Get TEXT only with CURL ?

Discussion in 'PHP' started by technojuice, Aug 9, 2008.

  1. #1
    Hey !

    Is there any way I can get only the text on the HTML document i open with CURL ? Sort of outertext rather then the innerhtml !

    Any help appreciated !
     
    technojuice, Aug 9, 2008 IP
  2. nico_swd

    nico_swd Prominent Member

    Messages:
    4,153
    Likes Received:
    344
    Best Answers:
    18
    Trophy Points:
    375
    #2
    Outertext? Can you be a bit more specific?

    Maybe strip_tags() is what you're looking for?
     
    nico_swd, Aug 9, 2008 IP
  3. technojuice

    technojuice Peon

    Messages:
    207
    Likes Received:
    0
    Best Answers:
    0
    Trophy Points:
    0
    #3
    will CURLOPT_TRANSFERTEXT help ? how to use it ?

    All I want is to get the text of the HTML document !
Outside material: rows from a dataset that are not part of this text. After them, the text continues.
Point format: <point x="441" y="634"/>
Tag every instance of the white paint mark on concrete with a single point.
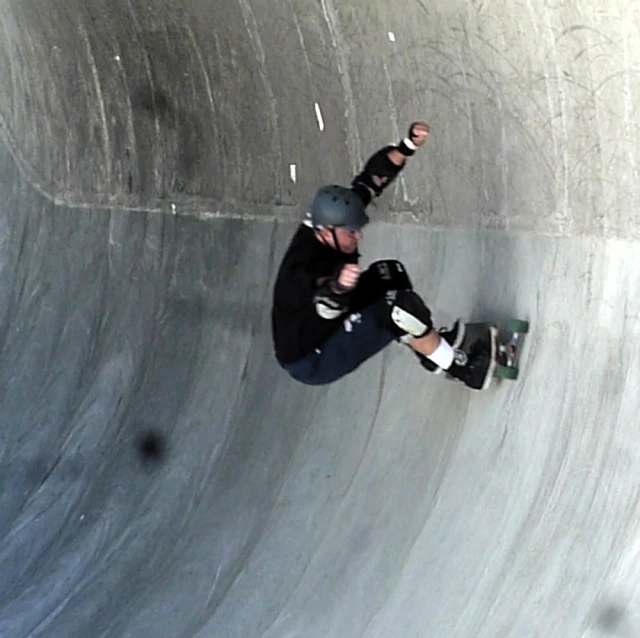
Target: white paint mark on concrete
<point x="319" y="117"/>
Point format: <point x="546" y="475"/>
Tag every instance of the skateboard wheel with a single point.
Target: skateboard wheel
<point x="517" y="325"/>
<point x="507" y="372"/>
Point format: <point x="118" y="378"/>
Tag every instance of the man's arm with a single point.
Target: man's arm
<point x="385" y="165"/>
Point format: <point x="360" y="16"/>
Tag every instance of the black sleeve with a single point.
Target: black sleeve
<point x="378" y="172"/>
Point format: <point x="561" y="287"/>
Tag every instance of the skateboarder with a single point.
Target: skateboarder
<point x="328" y="316"/>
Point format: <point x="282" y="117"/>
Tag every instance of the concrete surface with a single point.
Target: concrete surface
<point x="160" y="475"/>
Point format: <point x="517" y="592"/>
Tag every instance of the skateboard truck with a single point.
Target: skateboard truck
<point x="509" y="341"/>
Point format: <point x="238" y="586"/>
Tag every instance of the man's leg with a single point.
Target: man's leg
<point x="360" y="337"/>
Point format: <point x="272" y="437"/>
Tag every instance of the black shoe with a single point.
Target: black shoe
<point x="477" y="371"/>
<point x="455" y="336"/>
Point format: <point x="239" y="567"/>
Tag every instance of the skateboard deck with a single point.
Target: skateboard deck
<point x="502" y="342"/>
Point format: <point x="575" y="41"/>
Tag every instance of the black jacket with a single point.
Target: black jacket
<point x="297" y="328"/>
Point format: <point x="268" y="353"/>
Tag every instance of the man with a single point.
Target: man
<point x="328" y="317"/>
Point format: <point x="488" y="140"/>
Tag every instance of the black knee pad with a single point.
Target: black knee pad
<point x="408" y="314"/>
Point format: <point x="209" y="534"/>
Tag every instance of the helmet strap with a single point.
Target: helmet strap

    Strip tag does not remove from javascript !
     
    technojuice, Aug 9, 2008 IP
  4. nico_swd

    nico_swd Prominent Member

    Messages:
    4,153
    Likes Received:
    344
    Best Answers:
    18
    Trophy Points:
    375
    #4
    
    $text = 'Some HTML';
    
    if (preg_match('~<body[^>]*>(.*?)</body>~si', $text, $body))
    {
    	// Strip the naughty stuff
    	$text = preg_replace(
    		array('~[\r\n]+~', '~<(script|object|embed)[^>]*>(?:.*?)</\1>~si'),
    		array(' ', null),
    		$body[1]
    	);
    	// Strip the rest
    	$text = strip_tags($text);
    		
    	echo $text;
    }
    
    PHP:
     
    nico_swd, Aug 9, 2008 IP